Here are some Olympics lesson plan ideas. When a teacher emailed me to ask, Can you help me prepare a vacation course on the Olympics? I said, No problem!

Firstly, when faced with preparing a five-day course it can be somewhat daunting thinking about “filling” the vast periods between 9 am on the first day and 5pm on the last day. Therefore, it is helpful to think of it, not as five days but many hour-long lessons.

I usually keep the morning for deep language learning. The afternoon can be for related activities like crafts, cooking, dressing up, songs with choreography and more active outdoor games.

Overall daily plan

In the morning I suggest drilling new vocabulary and grammar through games. Then, play a board game or quiz. Finally, learn words for a song or play script.

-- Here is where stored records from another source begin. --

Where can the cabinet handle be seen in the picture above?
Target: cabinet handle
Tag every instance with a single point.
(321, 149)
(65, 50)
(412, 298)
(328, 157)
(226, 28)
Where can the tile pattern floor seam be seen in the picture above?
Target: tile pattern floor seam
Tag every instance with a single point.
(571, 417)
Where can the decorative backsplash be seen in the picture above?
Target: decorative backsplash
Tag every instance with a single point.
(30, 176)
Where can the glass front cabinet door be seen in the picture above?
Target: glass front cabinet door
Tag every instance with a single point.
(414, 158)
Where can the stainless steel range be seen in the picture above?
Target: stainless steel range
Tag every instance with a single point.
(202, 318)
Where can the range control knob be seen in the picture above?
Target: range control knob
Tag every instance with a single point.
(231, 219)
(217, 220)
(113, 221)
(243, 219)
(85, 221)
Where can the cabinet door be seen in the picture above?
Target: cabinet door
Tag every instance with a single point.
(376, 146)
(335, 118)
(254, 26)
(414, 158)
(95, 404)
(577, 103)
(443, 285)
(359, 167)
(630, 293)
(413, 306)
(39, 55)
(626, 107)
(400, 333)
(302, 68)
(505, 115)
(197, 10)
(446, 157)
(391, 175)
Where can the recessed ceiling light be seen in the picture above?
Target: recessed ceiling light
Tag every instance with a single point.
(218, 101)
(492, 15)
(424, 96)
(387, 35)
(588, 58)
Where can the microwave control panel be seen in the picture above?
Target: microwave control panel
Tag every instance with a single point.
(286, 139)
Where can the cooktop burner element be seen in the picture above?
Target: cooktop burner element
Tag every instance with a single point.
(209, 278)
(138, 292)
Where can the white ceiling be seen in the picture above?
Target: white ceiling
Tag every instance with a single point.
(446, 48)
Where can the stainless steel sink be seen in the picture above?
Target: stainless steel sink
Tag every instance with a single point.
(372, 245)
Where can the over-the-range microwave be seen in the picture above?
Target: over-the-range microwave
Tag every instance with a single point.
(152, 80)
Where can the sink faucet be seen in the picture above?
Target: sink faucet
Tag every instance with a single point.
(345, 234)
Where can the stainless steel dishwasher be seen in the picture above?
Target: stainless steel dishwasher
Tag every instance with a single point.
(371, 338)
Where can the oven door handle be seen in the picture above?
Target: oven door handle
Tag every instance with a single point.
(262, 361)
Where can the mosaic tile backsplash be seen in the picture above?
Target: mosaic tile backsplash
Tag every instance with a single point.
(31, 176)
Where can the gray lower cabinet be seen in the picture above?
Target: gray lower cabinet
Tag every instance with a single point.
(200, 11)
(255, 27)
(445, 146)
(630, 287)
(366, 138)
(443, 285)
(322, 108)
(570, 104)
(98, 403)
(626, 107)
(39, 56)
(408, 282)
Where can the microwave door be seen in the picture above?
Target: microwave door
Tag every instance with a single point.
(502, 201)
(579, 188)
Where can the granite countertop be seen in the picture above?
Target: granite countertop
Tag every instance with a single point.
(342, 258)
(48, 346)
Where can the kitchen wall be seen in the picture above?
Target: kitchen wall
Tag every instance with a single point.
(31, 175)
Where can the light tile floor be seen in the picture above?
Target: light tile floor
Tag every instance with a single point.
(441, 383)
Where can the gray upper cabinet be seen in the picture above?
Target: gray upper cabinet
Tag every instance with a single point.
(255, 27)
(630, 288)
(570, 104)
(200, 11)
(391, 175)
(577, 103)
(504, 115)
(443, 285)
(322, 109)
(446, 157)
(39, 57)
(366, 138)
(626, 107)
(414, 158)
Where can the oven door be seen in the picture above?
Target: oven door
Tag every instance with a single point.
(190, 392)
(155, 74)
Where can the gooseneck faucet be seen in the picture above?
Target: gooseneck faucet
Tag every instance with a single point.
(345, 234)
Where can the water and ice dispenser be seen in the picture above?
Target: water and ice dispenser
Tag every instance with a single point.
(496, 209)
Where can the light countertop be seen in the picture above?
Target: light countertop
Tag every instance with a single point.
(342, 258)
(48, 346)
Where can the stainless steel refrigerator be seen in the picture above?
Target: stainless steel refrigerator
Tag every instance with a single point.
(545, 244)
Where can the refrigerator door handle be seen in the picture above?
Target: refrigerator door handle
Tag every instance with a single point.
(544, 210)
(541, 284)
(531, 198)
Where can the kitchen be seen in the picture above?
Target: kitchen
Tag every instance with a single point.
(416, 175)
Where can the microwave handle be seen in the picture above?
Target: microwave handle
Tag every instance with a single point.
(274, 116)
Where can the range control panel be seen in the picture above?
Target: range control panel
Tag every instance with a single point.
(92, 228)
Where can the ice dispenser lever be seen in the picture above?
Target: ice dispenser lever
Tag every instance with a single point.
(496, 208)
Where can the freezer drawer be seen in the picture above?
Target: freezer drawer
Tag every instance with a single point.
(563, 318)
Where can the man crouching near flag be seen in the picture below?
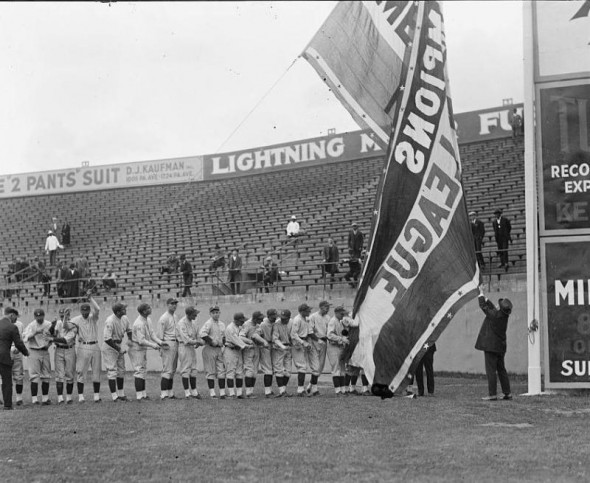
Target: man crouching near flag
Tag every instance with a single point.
(492, 340)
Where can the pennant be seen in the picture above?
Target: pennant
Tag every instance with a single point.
(421, 265)
(359, 52)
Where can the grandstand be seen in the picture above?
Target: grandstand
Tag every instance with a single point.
(134, 229)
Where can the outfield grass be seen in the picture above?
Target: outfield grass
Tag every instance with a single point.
(451, 437)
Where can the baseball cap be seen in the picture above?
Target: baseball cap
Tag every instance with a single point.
(191, 310)
(118, 306)
(257, 315)
(505, 306)
(303, 308)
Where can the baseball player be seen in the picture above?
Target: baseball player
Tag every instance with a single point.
(318, 322)
(166, 331)
(18, 371)
(65, 356)
(115, 328)
(186, 333)
(39, 339)
(281, 353)
(337, 340)
(212, 334)
(301, 347)
(266, 328)
(251, 331)
(143, 336)
(233, 356)
(88, 355)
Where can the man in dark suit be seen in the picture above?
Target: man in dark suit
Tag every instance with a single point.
(356, 240)
(9, 335)
(479, 232)
(234, 271)
(492, 341)
(502, 230)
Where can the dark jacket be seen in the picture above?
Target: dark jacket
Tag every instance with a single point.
(8, 335)
(492, 335)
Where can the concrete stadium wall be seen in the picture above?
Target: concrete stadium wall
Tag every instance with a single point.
(455, 348)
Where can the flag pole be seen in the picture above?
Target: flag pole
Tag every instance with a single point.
(531, 208)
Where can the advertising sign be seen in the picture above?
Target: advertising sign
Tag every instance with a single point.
(565, 157)
(566, 292)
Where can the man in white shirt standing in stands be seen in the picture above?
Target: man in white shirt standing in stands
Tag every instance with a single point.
(166, 331)
(88, 355)
(51, 246)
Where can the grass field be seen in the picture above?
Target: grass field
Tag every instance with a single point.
(451, 437)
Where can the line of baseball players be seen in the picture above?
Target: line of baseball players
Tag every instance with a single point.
(233, 353)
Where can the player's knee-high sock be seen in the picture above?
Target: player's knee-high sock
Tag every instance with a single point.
(163, 388)
(96, 387)
(34, 390)
(193, 383)
(267, 384)
(300, 382)
(230, 387)
(120, 384)
(80, 391)
(138, 388)
(113, 388)
(45, 390)
(336, 381)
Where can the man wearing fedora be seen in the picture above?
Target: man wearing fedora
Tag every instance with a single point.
(492, 341)
(9, 335)
(502, 230)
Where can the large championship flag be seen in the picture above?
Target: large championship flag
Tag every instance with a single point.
(421, 267)
(359, 52)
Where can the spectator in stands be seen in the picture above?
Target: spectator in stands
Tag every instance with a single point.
(65, 234)
(54, 225)
(218, 259)
(330, 260)
(356, 241)
(109, 280)
(51, 246)
(354, 270)
(293, 227)
(72, 283)
(61, 276)
(516, 123)
(234, 274)
(187, 275)
(83, 267)
(502, 230)
(479, 231)
(171, 266)
(270, 273)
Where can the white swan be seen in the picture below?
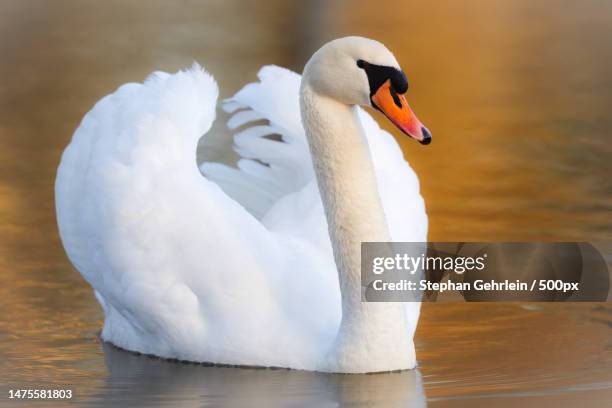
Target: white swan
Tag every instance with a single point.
(237, 267)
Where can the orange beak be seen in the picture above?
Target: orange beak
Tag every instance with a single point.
(396, 109)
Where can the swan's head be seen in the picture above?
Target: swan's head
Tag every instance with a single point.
(360, 71)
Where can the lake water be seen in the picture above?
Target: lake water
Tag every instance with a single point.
(516, 93)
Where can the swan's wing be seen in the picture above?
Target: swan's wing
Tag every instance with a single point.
(272, 170)
(269, 137)
(157, 240)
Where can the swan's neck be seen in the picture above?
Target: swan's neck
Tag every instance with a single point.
(347, 182)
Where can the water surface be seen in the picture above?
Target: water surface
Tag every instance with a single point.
(516, 93)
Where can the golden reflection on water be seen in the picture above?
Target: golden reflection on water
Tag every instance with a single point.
(516, 93)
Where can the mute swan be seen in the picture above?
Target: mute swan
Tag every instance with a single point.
(239, 266)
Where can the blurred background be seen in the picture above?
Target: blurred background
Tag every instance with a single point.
(517, 94)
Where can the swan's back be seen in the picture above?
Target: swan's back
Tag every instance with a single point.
(235, 267)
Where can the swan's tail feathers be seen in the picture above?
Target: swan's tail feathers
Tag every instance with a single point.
(126, 150)
(269, 137)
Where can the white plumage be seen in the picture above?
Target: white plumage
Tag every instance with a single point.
(216, 264)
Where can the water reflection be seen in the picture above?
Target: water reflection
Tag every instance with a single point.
(142, 381)
(517, 94)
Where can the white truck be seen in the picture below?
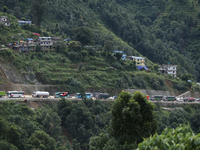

In the afternoon after lunch I would work on choreography for a song. Why not choose a national anthem to tie in with the Olympics theme? This can be dance moves or actions and/or acting out the story told in the song. Let those who enjoy dancing execute the dance moves but do not force it on everyone. Those self-conscious ones who are too shy can do actions they feel comfortable with instead.

Next, I suggested working on putting a skit together using language taught during the morning. Put it together gradually over the course so, by the end, students know it by heart. You could then perform it with props to parents. There are a couple of skits on sports in my plays book that would be ideal. You can either download them or get a paperback.

Finally, at the end of the afternoon I would play more language games. However, for this more relaxed time, boisterous games are better. Yet more intense study after a long day may be too much. Therefore choose games with movement. For example, have kids run to the end of the room to collect the correct flashcard. Pla, egg and spoon vocabulary race, Twister and so on.

Olympics lesson plan idea

How about inventing an athletic track and running an Olympics competition?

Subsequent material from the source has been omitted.